From drumset to tympani to marimba to sleigh bells to a cajon to bongos and congas ... whatever the setup each has to be approached in a different manner than the others. So learning the right technique on the various hand drums vs. the techniques used on concert snare vs. marching snare vs. marching tenors vs. tympani vs. drumset vs. ... you get the picture.

Each instrument has it's own fundamentals, it's basics to being played properly. The right choice of sticks or mallets or even just hand positions can make a big difference in learning the right way or the wrong way. German grip, French Grip, Conventional Grip, Reverse Conventional Grip, Match Grip, Moeller Method; what works well in each style and why? Who named all of this stuff and why? Is it important?
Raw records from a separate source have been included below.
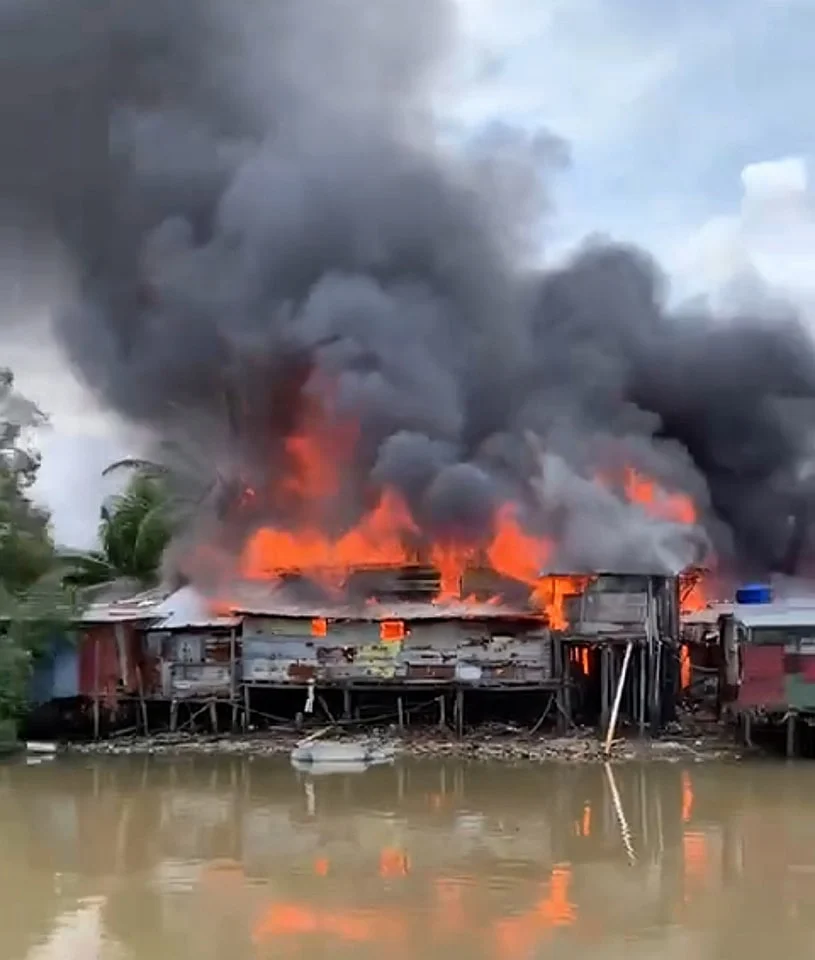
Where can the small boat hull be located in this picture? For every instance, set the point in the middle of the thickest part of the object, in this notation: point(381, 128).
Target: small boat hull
point(341, 754)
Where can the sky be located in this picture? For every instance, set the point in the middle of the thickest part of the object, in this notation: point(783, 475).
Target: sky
point(689, 131)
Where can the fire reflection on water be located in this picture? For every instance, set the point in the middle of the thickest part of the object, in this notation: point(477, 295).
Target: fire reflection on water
point(417, 861)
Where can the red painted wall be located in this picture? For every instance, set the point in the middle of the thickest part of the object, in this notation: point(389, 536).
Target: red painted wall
point(762, 677)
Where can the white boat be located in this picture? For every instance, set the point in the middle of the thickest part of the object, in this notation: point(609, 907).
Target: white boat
point(339, 753)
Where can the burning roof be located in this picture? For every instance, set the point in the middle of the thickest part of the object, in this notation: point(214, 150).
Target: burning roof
point(323, 313)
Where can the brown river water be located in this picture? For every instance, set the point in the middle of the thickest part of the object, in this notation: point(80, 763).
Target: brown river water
point(235, 858)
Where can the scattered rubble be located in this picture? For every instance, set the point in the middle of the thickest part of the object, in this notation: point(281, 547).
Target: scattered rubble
point(493, 742)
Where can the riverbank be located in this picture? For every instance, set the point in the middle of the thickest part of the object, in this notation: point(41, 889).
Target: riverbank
point(488, 743)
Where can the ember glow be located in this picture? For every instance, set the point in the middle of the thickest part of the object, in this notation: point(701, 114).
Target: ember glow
point(390, 534)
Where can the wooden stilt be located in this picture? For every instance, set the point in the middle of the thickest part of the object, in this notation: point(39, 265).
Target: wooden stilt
point(213, 715)
point(747, 723)
point(604, 685)
point(792, 723)
point(96, 705)
point(615, 710)
point(173, 716)
point(142, 702)
point(643, 687)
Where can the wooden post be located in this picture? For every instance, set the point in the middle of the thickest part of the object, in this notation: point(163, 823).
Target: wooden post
point(173, 715)
point(96, 687)
point(604, 695)
point(618, 697)
point(561, 675)
point(792, 722)
point(747, 722)
point(643, 687)
point(213, 715)
point(233, 689)
point(142, 701)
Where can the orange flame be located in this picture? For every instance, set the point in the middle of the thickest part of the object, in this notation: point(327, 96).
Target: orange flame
point(677, 507)
point(385, 536)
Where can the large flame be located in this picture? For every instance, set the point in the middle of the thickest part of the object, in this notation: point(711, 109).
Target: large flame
point(389, 536)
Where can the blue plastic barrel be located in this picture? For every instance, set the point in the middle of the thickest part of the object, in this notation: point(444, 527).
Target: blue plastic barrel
point(754, 593)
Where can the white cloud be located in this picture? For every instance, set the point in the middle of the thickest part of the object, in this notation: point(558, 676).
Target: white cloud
point(770, 238)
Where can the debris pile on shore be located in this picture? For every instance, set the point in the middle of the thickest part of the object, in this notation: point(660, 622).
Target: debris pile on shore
point(493, 742)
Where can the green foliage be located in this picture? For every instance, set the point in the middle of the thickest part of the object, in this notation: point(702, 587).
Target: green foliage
point(134, 531)
point(33, 602)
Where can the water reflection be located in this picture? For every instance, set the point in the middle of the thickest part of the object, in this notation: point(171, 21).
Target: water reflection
point(209, 858)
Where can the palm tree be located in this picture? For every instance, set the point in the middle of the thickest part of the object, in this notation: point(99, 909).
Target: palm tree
point(134, 530)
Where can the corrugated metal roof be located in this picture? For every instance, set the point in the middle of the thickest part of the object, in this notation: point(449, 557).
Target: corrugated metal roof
point(141, 607)
point(266, 600)
point(188, 609)
point(709, 614)
point(392, 611)
point(780, 613)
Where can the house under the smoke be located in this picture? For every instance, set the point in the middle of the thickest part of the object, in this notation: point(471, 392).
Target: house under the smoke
point(622, 623)
point(195, 654)
point(403, 648)
point(388, 650)
point(768, 645)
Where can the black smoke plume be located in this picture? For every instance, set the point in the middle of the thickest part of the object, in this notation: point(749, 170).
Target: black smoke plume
point(266, 218)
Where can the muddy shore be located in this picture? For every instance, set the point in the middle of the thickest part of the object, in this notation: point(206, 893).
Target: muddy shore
point(490, 743)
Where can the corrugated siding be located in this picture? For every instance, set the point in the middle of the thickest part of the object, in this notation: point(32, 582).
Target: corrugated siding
point(763, 676)
point(199, 679)
point(437, 651)
point(114, 676)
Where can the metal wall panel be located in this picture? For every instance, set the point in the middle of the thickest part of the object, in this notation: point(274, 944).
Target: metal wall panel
point(200, 679)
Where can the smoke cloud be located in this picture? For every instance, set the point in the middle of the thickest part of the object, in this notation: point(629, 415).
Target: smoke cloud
point(266, 220)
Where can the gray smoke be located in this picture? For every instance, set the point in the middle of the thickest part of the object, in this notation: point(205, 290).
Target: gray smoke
point(267, 221)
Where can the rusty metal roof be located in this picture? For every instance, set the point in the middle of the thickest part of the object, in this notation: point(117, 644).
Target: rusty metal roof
point(140, 607)
point(189, 609)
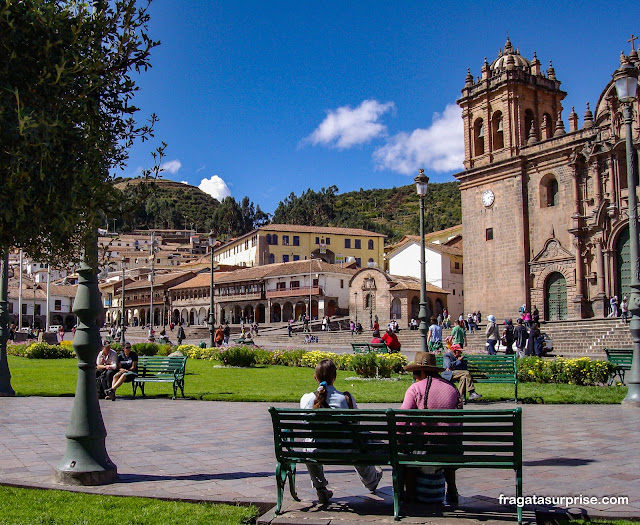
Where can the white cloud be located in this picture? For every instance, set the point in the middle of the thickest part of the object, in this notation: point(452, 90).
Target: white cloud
point(440, 147)
point(215, 187)
point(171, 166)
point(346, 127)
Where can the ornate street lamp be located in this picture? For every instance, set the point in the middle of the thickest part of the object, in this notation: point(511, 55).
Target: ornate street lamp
point(422, 182)
point(626, 79)
point(212, 320)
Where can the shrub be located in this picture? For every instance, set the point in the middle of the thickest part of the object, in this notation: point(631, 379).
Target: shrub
point(145, 348)
point(242, 356)
point(46, 351)
point(18, 350)
point(579, 371)
point(195, 352)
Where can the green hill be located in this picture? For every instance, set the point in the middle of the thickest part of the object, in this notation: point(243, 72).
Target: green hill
point(393, 211)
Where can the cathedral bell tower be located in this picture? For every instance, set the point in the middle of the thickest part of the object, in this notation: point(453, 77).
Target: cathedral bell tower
point(512, 104)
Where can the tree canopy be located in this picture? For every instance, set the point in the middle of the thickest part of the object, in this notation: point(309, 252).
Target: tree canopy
point(66, 116)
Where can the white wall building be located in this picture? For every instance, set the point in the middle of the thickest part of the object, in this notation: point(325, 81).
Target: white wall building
point(443, 266)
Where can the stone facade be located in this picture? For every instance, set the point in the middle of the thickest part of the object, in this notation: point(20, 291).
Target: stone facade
point(544, 211)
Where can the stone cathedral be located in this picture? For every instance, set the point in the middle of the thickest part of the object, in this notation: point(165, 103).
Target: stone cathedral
point(544, 208)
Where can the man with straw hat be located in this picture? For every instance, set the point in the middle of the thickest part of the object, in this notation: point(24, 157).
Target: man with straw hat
point(430, 391)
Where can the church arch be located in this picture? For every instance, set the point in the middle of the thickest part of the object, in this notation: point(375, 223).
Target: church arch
point(555, 297)
point(549, 191)
point(497, 134)
point(478, 137)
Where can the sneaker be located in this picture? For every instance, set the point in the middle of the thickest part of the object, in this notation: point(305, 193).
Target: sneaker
point(375, 484)
point(324, 495)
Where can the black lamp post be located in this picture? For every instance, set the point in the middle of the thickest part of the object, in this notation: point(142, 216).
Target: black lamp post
point(626, 79)
point(212, 319)
point(422, 182)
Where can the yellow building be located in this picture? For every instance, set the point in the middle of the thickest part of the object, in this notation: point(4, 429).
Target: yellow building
point(277, 243)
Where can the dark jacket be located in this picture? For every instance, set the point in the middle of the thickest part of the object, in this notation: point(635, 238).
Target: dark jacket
point(450, 362)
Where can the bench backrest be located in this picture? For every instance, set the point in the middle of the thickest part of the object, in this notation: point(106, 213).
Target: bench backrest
point(482, 438)
point(499, 368)
point(339, 437)
point(158, 365)
point(620, 356)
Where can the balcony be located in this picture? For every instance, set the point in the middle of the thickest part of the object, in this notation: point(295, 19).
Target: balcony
point(295, 292)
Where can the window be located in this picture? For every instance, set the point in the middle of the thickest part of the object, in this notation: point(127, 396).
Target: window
point(489, 234)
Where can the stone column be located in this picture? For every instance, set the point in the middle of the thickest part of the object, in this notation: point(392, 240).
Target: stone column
point(600, 301)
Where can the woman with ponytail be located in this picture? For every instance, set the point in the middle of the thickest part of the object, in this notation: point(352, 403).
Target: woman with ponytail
point(326, 396)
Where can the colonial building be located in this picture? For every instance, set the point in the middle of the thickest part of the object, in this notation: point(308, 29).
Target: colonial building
point(375, 294)
point(443, 265)
point(544, 209)
point(278, 243)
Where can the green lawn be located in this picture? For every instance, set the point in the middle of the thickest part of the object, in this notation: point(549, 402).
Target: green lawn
point(56, 507)
point(41, 377)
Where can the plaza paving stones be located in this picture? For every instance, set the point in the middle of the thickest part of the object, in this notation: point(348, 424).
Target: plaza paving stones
point(223, 452)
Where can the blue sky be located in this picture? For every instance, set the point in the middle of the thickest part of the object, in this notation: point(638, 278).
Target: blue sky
point(264, 98)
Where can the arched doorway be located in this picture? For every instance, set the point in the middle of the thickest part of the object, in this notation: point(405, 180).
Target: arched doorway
point(287, 311)
point(623, 264)
point(260, 314)
point(301, 308)
point(396, 309)
point(415, 307)
point(331, 308)
point(556, 297)
point(276, 313)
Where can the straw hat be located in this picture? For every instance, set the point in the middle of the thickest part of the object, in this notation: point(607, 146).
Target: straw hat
point(424, 361)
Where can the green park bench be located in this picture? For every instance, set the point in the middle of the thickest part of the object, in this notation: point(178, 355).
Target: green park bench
point(365, 348)
point(491, 369)
point(158, 369)
point(621, 357)
point(489, 439)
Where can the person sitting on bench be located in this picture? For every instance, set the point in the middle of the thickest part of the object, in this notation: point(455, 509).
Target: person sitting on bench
point(456, 369)
point(326, 396)
point(128, 370)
"I'm just gonna play death metal. I don't need all of that technobabble terms and all. I just need to play hard and fast." Sounds like a marathon for a first time runner. Won't make it through a show. Will quickly burn out and/or injure their self.

Look at the mallet player for a moment. Either vibes or marimba. It's like a piano but played with mallets, most times with four of them. The grip it critical for this type of percussion. How about a tambourine? Could do the shake and bop the hip. Good for bubblegum pop acts on stage for this visual. But bad for symphonic pieces.

Drumming is an artform in itself and really is a specialty field for many music majors. Band directors of other instruments will bring in a drummer as specialty staff just to cover the drums and percussion just for that band.